17. We argue that Workforce Development Confederations should fund the following as part of their support for the development of an appropriately qualified teaching workforce:

  • PhD opportunities for staff employed by HEIs whose posts are funded for teaching through Multi-Professional Education and Training (MPET) funds
  • some time for staff employed in HEIs, whose posts are funded by MPET, to undertake research.

18. Our analysis suggests that the new fund is likely to support the following activities, unless the governing board is satisfied through the co-ordinating mechanisms that they are adequately supported:

  • PhD opportunities for newly qualified staff and other non-MPET funded candidates
  • full-time post-doctoral research posts
  • time for research for academic staff in clinical posts
  • provision for experienced research staff (research leaders) to be 'bought out' of clinical and/or teaching duties to supervise, lead and otherwise pursue research.

19. Funding for capital items should fall within the remit of the proposed fund (but not necessarily exclusively so).

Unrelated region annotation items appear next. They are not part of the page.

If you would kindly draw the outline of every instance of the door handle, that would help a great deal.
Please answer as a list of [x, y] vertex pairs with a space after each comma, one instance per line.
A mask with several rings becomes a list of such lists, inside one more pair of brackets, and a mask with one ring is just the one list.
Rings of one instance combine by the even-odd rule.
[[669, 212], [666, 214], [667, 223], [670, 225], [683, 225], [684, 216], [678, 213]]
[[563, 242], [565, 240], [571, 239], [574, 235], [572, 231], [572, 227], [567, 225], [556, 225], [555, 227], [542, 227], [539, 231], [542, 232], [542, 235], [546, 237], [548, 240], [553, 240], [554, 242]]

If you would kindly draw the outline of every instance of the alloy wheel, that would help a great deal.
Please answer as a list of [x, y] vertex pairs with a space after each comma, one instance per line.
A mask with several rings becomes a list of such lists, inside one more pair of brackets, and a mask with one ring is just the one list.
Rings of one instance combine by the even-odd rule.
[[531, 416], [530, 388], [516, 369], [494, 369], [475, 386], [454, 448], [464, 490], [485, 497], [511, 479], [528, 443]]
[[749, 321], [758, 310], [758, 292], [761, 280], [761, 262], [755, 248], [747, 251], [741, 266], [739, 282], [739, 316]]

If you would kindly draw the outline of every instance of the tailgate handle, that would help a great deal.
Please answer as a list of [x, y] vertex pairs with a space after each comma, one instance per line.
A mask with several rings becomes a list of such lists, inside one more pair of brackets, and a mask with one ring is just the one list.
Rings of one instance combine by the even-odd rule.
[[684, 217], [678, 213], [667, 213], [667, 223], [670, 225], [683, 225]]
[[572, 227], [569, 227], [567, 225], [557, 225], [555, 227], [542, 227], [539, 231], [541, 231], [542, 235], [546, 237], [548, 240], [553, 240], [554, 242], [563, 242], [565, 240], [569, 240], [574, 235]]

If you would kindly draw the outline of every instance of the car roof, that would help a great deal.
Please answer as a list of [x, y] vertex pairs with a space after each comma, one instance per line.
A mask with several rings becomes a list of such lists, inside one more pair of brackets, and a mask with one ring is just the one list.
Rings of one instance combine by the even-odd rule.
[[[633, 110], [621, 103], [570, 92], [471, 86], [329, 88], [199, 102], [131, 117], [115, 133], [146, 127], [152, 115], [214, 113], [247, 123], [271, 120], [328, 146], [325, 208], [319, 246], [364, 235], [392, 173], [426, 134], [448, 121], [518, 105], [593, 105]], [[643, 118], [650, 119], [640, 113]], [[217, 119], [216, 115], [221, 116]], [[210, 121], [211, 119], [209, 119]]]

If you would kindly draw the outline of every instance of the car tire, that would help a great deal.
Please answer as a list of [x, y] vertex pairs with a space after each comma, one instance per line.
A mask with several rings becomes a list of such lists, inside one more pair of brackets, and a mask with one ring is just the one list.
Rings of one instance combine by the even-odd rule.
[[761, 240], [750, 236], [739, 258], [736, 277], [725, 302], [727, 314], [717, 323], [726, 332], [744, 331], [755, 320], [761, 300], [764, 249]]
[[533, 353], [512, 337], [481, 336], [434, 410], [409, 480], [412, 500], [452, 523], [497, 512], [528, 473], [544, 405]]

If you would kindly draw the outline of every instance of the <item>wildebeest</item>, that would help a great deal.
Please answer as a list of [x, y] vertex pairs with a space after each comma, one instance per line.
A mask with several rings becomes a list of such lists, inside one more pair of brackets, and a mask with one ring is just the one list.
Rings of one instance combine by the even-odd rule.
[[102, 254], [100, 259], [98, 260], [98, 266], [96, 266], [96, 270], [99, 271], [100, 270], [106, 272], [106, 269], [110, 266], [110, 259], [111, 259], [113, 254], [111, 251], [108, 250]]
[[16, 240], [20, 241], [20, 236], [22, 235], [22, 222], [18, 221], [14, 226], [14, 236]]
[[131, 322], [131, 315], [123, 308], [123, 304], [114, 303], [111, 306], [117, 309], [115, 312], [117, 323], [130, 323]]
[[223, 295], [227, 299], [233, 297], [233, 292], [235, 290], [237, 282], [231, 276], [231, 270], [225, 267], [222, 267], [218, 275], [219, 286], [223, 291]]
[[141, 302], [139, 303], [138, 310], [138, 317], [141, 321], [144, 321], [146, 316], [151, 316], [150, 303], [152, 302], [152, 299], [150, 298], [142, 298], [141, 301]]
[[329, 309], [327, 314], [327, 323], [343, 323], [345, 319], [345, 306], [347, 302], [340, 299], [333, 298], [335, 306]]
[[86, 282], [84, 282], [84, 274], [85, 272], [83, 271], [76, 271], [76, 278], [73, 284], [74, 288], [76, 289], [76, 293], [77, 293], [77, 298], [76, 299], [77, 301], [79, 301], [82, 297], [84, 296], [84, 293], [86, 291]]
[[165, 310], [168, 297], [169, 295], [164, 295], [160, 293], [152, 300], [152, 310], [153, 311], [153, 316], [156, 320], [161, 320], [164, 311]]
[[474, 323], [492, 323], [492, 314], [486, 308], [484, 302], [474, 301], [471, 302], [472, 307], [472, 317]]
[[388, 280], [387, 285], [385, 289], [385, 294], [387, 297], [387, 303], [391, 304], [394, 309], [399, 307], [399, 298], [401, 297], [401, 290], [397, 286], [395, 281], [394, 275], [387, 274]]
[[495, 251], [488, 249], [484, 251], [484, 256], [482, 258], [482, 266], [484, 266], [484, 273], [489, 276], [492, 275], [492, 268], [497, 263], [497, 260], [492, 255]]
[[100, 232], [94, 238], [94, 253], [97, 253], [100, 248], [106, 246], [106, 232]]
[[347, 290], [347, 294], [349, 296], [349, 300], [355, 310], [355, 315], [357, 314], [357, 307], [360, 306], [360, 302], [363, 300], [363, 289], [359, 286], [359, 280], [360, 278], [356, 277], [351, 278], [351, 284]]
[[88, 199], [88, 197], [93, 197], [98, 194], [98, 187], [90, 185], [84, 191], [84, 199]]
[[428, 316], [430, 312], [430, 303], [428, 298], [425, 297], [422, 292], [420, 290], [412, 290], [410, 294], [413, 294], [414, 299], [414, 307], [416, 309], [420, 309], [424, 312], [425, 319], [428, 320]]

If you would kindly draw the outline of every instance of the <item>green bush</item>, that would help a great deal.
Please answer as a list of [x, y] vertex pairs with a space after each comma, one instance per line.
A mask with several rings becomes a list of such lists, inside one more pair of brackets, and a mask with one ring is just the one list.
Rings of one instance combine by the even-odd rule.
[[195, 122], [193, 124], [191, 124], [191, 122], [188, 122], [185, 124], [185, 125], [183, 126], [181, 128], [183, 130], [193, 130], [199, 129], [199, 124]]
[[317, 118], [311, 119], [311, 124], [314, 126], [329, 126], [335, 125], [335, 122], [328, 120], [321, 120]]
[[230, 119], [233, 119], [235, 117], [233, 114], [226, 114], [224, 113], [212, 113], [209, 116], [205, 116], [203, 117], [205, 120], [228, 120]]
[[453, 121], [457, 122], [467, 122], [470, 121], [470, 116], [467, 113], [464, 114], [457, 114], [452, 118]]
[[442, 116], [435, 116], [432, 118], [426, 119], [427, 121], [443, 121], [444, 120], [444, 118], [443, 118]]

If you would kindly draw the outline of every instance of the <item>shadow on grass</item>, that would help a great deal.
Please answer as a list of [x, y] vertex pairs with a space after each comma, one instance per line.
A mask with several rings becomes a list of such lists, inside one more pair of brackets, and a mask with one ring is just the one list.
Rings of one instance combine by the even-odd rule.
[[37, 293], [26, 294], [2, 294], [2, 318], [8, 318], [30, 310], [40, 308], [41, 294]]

20. We believe in the importance of promoting collaboration between health professions and research departments, and in interdisciplinary arrangements drawing in researchers from other traditions (Chapter 8). We recommend that a portion of the fund be earmarked to develop research networks and structures for dissemination within and beyond the academic setting.

21. We reject the notion that funders should attempt to direct a concentration of research activity into a few centres of excellence. We do however consider that grants from the proposed fund should be allocated on the basis of quality not simply fitness for purpose.

22. We are confident that, by recognising and rewarding quality, these proposals will provide scope for the best centres to compete internationally in their areas of strength, and are clear that funding arrangements should provide them with the means to do so. At the same time, our proposals envisage the development of research capacity beyond centres that are currently strong.

1. See glossary for definition of allied health professions.